Come se l’arte si potesse muovere balzando da una mente all’altra, libera da vincoli di spazio e di tempo.
Masse freneticamente immobili generano visioni e restituiscono sensazioni mai definite eppur sempre perfette.
L’esigenza di esprimere l’energia, il contrasto che genera idee e passioni, trova luogo e si manifesta nei volumi, per poi splendere nelle menti.
I pigmenti si toccano e si respingono, esplodono e si rigenerano, senza mai fondersi.
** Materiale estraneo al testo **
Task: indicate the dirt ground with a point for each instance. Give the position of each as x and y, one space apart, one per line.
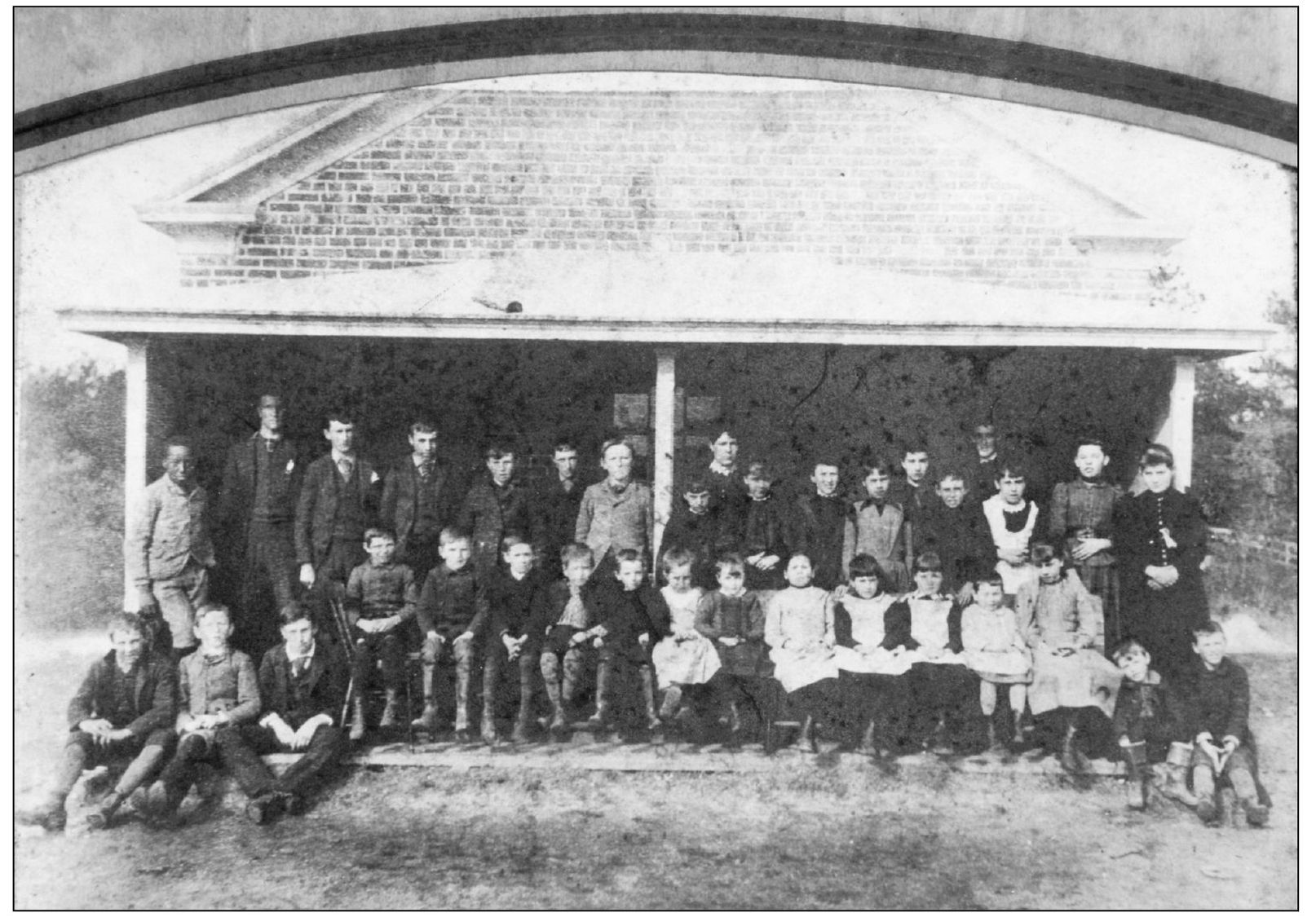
825 831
I volumi generano volumi, si sommano e si sottraggono, semplicemente, ed è la mente che vede ed interpreta, che elabora ed è finalmente affrancata.
I volumi richiamano lo sguardo e si leggono apertamente, i volumi non hanno un verso o una direzione, esistono nello spazio e nel tempo, qui in quest’istante e ovunque eternamente.
I volumisti vogliono lanciare un messaggio a questa società interpretando un messaggio che questa società ha lanciato: che l’arte sia fatta per essere letta e vissuta intimamente, perchè l’arte è un’esigenza dell’essere umano e non dell’artista.